David Bennett David Bennett

Excellent wildlife nuisance animal pest control knowledge case study article for managing squirrels who have taken up unwelcome residence in your home.  written by Deric Beroshok, owner of  Wildlife Control Services, LLC. Who is also now a customer.

Predator and Trapper Caller printed and published the article, kindly granted permission along with Deric to publish on our site. After reviewing their website, have subscribed to this publication.  

We thank Deric and Predator and Trapper Calling for awarding The British Rat Trap Company   opportunity to share, contributing knowledge is always encouraged and welcomed.

By Deric Beroshok.

The cold months of December and January are very busy for Wildlife Control

Operators as far as squirrels go. A lot of the calls I get are for squirrels for those two months. They can be pesky critters to remove to say the least.

You know you have squirrels if you hear noises at dark and then again atdaylight. The squirrels are active in the morning at daylight because they are getting ready to leave the attic. They are making noises and the homeowner hears it. The homeowner also hears noises at dusk because the squirrels are coming back in for the night. You also can tell if you have squirrels if you notice nuts in your attic. A lot of customers call around Christmas time because they went to their attic to get their Christmas tree and noticed all the nuts in their attic.

Obviously, you need to find the entry point or points. One of the easiest way to get rid of squirrels is to put a trap over the hole. This is called barricade or positive setting. This method is used on several animals as well. You mount a trap directly in front of the hole, so the squirrel has to go in the trap. Don’t leave any room for the squirrel to go around the trap. Squirrels don’t weigh a lot and it is fairly simple to mount a trap on the side of the customers house, barn, etc.  

Some prefer a trap and some prefer a one way door type of trap. The one way door trap is exactly what it is called. The squirrel leaves the attic by going through the trap and its one-way door. The squirrel can’t get back in because the door only operates in one direction.  Those traps have their uses in some cases, but I prefer the trap. I charge by the squirrel and I want the squirrel in my hand to show the paying customer. They feel like they are getting their money worth if they see the animal. Some prefer not to see it “in person” they just want me to take a picture of it. I then email the picture to them from my smart phone. Most of the time the customer is not at home, they are at work and email is a great tool. The problem with one-way door is you don’t know how many squirrels left the attic. So you are going to have to charge by the job and not by the animal. Another problem, you do not want to use a one-way door if the squirrel has babies in the attic. They will definitely chew another way in to get to their young. Some will chew to get back in even if they don’t have any young. That is why I prefer to trap them and remove them from the property all together. A problem with keeping them in a trap is sometimes they stress themselves to the extent of exhaustion and they expire in the trap. Now you have a dead squirrel in the trap hanging from the customers house for all the neighbors to see. That is a problem with kill traps that you might run into if you decide to use those types of traps. You will get a call from the customer complaining that there is a dead squirrel hanging from the side of their house and they don’t want their kids to see it.
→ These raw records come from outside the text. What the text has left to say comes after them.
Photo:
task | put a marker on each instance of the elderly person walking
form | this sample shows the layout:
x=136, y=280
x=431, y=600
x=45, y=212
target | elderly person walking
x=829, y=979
As far as bait, peanut butter and a little bird seed works great. Those energy bars also work great. There are numerous food types that will catch squirrels. Obviously, I like the type that has a small amount of nuts in the bait. You just can’t beat any type of nuts when it comes to squirrels.

As mentioned before, the squirrels leave the attic for the day. If you place a trap in front of the hole during the day, chances are the squirrel is already gone. At dark, the squirrel can’t get back in. A lot of times the customer tells me that after I placed the trap, they have not heard anything. After several days of the customer not hearing anything, we remove the trap and fix the hole. I can’t charge them for the squirrel because I didn’t catch it but I did help the customer and that is my goal. They are pleased, and they will tell their friends and business keeps coming in. 

I personally don’t like setting traps in the attic because I need access to check the traps every 24 hours per state law. The homeowner is not at home, as earlier mentioned, for various reasons. It is very difficult to coordinate times for someone to be there to let you in to check traps. It is much easier to drive by the customers house and check traps from the outside. If you do catch something, you have to remove it and I don’t want to carry a live or dead squirrel through their house on my way to my truck.